Ill let you know how i get on with injection today...dreading either me or my partner doing it  

Good luck all


----------



## 32Flavours (Aug 4, 2010)

Starmaker - Thank you for the baby dust . I hope you and your DP are holding up okay. I wish I could help answer some of your questions but mine was a natural cycle (I didn't even get to use my trigger in the end). The only thing I do know is that the clinic I'm with wouldn't let me proceed if I had more than 2 follies; but I think that can be variable from place to place/depend on your individual case.

Emma - Wishing you lots of luck for Wednesday, I hope you respond really well to the injections 

Afm, I had my IUI Saturday at about 12pm. I've experienced a LOT of discomfort on my right side (where my follicle was) and consequently have absolutely no idea when I ovulated. I had some twinges the night of my positive surge, and then had back and tummy pain just before the IUI that lasted all that day and into the next morning. I've been doing my BBT chart and so far it looks good, but I'm keeping my feet firmly on the ground. I really have no idea whether my timing was dead on or completely off  I guess time will tell.


----------



## Emma82 (Nov 29, 2016)

32 - Sounds like good timing to me... I always have cramps and back aches when i ovulate and they generally last the entire day...lets pray this is your month  

why wouldn't they let you have the trigger?
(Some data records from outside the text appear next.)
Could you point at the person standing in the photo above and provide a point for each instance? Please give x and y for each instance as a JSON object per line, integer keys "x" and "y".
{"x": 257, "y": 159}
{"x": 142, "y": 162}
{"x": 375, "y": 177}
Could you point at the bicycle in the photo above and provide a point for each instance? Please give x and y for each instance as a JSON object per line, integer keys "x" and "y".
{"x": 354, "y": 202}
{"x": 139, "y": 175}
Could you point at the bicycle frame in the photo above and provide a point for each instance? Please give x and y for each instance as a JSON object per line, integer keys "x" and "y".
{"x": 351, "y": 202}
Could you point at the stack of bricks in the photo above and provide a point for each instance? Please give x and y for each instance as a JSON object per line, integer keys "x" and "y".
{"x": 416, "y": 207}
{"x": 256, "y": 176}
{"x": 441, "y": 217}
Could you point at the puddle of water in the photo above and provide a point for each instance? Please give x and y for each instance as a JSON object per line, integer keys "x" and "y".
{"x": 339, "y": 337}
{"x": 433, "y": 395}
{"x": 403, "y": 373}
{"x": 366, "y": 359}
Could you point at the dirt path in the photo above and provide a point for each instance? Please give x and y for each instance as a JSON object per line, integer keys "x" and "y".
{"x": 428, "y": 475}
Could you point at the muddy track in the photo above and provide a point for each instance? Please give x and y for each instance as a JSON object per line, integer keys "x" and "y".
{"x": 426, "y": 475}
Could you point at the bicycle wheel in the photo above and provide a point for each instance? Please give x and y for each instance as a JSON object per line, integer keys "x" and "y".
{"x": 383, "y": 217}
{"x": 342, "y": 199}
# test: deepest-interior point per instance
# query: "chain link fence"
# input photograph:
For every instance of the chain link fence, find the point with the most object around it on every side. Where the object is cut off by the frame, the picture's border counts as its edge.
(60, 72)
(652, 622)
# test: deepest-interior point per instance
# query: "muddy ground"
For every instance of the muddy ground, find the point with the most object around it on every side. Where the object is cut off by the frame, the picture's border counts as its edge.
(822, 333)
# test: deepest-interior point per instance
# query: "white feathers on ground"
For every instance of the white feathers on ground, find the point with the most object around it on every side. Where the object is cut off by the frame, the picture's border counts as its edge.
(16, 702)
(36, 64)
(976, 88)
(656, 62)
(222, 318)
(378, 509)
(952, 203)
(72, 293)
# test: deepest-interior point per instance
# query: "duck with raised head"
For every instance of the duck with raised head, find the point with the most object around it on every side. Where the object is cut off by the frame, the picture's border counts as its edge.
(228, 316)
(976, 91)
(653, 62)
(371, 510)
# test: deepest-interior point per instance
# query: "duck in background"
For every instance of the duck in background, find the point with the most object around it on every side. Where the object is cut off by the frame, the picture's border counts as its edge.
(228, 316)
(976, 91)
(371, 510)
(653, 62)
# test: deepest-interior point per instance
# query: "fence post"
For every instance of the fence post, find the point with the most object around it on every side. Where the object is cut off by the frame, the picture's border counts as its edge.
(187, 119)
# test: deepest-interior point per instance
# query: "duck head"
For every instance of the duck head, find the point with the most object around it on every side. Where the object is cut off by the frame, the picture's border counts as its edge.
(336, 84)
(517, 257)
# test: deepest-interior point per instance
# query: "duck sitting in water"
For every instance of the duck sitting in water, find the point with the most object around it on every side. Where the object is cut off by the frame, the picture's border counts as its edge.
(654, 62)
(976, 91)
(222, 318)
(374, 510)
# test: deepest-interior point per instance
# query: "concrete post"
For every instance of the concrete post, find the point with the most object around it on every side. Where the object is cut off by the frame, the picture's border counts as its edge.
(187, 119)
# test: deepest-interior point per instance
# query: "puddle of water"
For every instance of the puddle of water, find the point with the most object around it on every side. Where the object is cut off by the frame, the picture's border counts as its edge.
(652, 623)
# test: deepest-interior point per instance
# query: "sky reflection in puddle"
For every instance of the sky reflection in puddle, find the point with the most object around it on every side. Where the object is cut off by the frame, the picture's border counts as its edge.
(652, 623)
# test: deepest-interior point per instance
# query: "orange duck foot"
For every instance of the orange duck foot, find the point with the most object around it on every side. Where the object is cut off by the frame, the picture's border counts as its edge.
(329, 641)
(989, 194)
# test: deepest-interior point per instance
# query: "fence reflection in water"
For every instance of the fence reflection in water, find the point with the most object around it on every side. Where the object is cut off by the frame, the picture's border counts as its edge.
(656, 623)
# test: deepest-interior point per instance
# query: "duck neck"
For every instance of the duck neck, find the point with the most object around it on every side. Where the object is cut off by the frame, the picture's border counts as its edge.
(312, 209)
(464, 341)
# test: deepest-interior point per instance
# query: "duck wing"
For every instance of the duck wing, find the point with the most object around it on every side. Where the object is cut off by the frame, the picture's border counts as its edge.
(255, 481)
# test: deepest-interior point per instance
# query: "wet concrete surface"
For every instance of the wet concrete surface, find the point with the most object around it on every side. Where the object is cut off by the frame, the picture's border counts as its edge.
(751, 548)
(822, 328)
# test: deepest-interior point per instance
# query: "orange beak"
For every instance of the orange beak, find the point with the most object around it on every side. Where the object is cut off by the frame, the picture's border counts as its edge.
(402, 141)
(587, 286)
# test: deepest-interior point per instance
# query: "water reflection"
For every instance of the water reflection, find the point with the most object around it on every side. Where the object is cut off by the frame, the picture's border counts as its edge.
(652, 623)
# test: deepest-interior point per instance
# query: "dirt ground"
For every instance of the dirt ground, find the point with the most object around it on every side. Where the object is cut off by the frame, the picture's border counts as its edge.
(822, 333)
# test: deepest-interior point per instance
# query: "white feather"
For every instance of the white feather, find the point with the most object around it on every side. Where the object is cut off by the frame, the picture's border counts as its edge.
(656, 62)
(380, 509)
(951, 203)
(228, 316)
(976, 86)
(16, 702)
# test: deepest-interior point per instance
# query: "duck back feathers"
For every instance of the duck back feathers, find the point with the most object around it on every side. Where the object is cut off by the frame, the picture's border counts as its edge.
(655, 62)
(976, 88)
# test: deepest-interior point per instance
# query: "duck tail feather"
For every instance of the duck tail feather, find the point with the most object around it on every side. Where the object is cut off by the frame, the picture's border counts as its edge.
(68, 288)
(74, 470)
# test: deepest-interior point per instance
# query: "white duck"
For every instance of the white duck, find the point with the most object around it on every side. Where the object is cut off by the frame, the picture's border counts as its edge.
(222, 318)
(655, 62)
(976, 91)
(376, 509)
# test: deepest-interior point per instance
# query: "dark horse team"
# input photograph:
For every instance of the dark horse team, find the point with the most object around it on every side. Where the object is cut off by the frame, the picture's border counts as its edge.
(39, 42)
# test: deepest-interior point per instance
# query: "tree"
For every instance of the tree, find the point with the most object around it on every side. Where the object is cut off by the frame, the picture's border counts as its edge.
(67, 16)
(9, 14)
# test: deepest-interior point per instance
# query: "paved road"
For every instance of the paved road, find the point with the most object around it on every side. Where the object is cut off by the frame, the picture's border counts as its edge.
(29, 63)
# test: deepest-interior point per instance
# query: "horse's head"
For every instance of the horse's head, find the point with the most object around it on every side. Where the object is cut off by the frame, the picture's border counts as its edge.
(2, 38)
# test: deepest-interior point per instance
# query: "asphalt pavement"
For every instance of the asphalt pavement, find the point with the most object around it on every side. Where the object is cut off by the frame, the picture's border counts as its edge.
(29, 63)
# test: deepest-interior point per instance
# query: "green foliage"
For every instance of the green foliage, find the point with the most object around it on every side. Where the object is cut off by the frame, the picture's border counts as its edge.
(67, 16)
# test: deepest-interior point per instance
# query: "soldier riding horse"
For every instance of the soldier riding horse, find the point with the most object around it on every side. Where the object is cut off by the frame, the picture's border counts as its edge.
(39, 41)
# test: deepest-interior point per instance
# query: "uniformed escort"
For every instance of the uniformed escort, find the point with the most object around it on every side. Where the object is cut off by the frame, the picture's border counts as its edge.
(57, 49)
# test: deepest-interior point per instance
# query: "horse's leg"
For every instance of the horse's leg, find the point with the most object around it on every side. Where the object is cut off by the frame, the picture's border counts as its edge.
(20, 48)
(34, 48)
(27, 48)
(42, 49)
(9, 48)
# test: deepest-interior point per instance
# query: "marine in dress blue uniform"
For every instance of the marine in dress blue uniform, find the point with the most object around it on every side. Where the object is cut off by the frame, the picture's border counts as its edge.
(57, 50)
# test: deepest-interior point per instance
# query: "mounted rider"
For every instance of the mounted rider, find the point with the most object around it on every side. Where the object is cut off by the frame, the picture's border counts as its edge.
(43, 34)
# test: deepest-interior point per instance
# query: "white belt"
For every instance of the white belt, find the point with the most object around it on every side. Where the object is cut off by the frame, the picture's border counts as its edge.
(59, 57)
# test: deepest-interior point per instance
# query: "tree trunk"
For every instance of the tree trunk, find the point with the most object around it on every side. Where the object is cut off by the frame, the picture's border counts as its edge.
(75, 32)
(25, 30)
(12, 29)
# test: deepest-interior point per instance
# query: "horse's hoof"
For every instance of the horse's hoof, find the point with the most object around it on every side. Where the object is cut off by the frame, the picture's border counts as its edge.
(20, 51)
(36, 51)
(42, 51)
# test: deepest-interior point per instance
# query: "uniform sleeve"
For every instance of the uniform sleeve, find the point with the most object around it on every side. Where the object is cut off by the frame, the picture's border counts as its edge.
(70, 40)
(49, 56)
I'm Guna demand the trigger... although my doctor said she gives the trigger along with the IUI which sounds mental to me but she has 40 years experience so i cant argue with that!! did your clinic take bloods to see if you were close to ovulation?? in my January cycle i had bloods taking which said i was about to ovulate either that evening or the next morning - the results were bang on because i ovulated that evening.  i think for piece of mind i will be getting bloods taking regular on this cycle because the ovulation test sticks don't always work for me.

Baby dust to all


----------



## 32Flavours (Aug 4, 2010)

Aww thank you Emma  from my ov test and BBT chart I know I was at least somewhere in the vicinity of it. So all I can do now is  . It's such a shame the frozen swimmers don't live very long!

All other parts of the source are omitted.